W odpowiedzi sędzia Piotr Schab stwierdził, iż nie podziela tezy Rzecznika Praw Obywatelskich, dotyczącej„wywołania efektu mrożącego" jako następstwa sformułowania zarzutów popełnienia przewinień dyscyplinarnych przez sędziego Krystiana Markiewicza, oznaczającego „obawę wydawania orzeczeń będących nie po myśli przedstawicielom władzy wykonawczej".

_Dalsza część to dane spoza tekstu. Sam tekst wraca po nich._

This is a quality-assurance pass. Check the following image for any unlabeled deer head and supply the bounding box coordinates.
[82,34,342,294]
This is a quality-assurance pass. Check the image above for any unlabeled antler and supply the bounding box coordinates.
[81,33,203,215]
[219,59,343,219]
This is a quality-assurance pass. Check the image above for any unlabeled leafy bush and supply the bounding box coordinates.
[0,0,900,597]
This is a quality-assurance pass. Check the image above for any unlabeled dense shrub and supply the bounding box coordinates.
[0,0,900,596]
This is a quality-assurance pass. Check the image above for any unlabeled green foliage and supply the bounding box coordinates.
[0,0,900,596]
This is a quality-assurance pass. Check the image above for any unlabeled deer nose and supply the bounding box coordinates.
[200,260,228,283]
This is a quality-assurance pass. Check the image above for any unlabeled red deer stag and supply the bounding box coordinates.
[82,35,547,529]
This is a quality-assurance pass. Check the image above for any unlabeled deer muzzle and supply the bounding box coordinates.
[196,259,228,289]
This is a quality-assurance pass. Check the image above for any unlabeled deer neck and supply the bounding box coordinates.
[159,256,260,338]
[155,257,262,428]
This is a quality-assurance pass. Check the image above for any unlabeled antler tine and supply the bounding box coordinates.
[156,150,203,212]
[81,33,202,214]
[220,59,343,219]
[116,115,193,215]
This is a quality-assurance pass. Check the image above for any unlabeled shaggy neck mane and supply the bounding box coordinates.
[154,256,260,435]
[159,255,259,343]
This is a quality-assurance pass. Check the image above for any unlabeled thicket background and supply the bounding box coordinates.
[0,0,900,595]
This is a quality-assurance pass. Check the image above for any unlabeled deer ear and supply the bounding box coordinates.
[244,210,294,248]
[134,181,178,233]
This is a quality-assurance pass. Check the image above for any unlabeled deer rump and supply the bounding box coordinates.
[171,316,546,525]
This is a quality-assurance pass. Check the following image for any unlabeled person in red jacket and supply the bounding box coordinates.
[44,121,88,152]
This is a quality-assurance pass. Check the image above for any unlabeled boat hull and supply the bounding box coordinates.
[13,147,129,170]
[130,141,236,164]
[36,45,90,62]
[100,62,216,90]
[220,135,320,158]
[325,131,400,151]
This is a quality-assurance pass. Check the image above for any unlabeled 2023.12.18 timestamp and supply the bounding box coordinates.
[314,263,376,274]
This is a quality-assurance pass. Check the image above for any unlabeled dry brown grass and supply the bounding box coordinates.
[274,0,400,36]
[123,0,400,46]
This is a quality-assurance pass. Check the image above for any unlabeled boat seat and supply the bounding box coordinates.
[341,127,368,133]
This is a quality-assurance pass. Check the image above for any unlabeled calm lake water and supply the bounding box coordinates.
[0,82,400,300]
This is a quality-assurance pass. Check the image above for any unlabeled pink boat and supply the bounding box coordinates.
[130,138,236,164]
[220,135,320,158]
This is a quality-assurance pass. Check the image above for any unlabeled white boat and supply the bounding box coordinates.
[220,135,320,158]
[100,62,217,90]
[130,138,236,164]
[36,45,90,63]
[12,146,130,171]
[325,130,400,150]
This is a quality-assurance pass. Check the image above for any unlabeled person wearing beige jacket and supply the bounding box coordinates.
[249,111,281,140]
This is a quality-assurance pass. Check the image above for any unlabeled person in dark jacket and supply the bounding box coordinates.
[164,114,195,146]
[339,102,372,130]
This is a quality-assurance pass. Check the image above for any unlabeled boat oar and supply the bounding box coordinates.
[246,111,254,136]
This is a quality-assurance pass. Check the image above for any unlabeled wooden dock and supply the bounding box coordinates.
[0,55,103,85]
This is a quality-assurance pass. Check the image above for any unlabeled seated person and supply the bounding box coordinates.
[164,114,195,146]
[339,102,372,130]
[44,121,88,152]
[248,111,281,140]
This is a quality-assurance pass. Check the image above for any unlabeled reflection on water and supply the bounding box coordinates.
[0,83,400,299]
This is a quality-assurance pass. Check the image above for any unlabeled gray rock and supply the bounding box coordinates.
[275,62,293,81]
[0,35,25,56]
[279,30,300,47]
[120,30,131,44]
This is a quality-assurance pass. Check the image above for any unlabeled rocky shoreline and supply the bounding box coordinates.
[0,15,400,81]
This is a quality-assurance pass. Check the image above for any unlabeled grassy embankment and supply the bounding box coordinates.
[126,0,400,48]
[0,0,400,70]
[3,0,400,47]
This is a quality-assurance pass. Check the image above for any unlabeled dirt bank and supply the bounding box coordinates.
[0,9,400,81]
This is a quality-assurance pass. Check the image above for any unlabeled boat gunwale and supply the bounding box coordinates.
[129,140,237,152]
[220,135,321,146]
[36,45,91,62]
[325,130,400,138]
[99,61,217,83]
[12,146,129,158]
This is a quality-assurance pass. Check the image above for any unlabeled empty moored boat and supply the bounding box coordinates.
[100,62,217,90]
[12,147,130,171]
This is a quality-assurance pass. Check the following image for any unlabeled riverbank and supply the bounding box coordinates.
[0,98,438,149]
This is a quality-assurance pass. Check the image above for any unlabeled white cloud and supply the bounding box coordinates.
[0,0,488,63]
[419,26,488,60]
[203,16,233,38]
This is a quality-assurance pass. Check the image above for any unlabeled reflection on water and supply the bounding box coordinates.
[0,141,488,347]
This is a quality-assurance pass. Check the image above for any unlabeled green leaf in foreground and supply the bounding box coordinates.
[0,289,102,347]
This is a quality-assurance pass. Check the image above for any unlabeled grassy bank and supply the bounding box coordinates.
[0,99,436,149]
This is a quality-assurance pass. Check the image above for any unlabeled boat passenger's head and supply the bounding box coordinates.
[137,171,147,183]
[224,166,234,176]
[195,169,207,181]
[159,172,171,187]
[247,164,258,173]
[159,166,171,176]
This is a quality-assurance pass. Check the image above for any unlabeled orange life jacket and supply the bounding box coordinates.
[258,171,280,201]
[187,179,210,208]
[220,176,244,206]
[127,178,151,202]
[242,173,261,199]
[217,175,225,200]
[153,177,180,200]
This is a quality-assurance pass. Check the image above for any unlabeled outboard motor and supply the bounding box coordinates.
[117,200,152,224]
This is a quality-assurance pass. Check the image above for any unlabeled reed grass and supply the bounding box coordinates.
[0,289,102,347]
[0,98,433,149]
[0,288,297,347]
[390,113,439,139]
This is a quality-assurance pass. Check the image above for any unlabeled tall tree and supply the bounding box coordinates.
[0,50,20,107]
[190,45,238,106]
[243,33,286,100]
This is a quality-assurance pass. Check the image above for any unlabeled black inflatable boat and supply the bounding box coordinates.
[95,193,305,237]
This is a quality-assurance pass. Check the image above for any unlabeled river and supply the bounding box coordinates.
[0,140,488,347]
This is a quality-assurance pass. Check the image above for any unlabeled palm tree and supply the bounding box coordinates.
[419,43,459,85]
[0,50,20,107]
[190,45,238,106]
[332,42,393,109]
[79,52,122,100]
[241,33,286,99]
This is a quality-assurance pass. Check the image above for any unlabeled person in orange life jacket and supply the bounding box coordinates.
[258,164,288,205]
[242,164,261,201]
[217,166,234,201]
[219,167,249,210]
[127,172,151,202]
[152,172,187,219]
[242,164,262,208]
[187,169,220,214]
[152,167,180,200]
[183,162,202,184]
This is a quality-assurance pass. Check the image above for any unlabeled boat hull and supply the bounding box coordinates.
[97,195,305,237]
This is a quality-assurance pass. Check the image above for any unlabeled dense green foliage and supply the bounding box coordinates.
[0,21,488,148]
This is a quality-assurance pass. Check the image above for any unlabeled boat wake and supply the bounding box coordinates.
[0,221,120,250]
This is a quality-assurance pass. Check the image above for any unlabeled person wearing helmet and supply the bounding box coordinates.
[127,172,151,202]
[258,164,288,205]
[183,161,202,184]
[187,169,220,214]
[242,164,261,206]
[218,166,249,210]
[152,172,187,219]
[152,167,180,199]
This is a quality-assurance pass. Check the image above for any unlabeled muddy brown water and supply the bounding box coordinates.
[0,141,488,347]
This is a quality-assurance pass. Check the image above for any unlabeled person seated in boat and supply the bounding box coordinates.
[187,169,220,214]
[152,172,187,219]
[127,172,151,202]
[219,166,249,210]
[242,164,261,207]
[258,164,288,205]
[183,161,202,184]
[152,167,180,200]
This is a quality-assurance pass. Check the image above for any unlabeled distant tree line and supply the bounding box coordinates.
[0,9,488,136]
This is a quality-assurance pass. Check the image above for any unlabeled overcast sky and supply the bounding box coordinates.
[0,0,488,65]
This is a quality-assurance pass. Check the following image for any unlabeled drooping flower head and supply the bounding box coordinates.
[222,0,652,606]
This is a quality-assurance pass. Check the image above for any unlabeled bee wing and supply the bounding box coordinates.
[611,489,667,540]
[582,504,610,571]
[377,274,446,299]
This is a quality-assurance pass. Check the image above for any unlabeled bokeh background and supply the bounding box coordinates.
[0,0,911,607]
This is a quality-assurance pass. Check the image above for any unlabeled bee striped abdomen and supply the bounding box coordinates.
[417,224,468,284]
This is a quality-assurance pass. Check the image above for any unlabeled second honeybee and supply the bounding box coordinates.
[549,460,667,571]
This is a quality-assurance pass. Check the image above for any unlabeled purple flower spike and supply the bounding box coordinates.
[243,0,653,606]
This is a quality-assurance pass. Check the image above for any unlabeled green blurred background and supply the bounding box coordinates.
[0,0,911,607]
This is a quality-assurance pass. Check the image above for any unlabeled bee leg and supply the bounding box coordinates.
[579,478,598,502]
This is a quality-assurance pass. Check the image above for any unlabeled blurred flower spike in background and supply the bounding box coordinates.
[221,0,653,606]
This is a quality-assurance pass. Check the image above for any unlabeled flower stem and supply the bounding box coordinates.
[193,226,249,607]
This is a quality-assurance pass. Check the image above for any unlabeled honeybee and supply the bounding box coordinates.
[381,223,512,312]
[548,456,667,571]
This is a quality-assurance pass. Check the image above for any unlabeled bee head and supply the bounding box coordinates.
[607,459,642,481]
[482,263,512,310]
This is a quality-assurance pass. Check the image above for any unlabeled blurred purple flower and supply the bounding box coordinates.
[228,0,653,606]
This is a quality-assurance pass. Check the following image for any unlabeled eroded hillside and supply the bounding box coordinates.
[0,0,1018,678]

Przypomnijmy, iż rzecznik dyscyplinarny dopatrzył się u prezesa Stowarzyszenia Sędziów "Iustitia" - Krystiana Markiewicza 55 przewinień. Przykład? 29 maja 2019 r. jako prezes Iustitii w upublicznionych pismach przedstawił manifest polityczny, w którym kwestionował niezależność i legalność działania Krajowej Rady Sądownictwa. Podważał także konstytucyjność i apolityczność Izby Dyscyplinarnej SN.

W odpowiedzi dla RPO sędzia Piotr Schab wskazuje, że w myśl art. 180 ust. 1 Konstytucji sędziowie są nieusuwalni, a publiczne wezwanie do postępowania przeczącego tym normom nie może być, wbrew przekonaniu Rzecznika Praw Obywatelskich, uznane za realizację swobody wypowiedzi gwarantowanej ustrojowo. - Nie odpowiada bowiem prawdzie stwierdzenie zawarte na stronie 4 wystąpienia z dnia 11 grudnia 2019 roku, iż akcja sędziego Krystiana Markiewicza stanowiła„wypowiedź w sprawach dotyczących kondycji i funkcjonowania wymiaru sprawiedliwości". Apel, sednem którego było otwarte podważenie regulacji konstytucyjnych warunkujących funkcjonowanie sądownictwa, nie jest więc tożsamy udziałowi w publicznej dyskusji,sankcjonowanemu – jak chce Rzecznik Praw Obywatelskich – „wolnością ekspresji sędziego" - pisze sędzia Piotr Schab.

Jego zdaniem, zachowania sędziego Krystiana Markiewicza objęte zarzutami przewinień dyscyplinarnych, uznać należy za całkowicie sprzeczne z ustawą zasadniczą oraz wyrokiem Trybunału Sprawiedliwości Unii Europejskiej z 19 listopada 2019 roku. - Ich skutkiem może być otwarcie drogi do destabilizacji polskiego systemu wymiaru sprawiedliwości, a w konsekwencji – anarchizacja życia publicznego godząca w fundamentalne prawa obywatelskie, strzeżenie których jest założeniem urzędu Szanownego Pana Rzecznika - czytamy w odpowiedzi.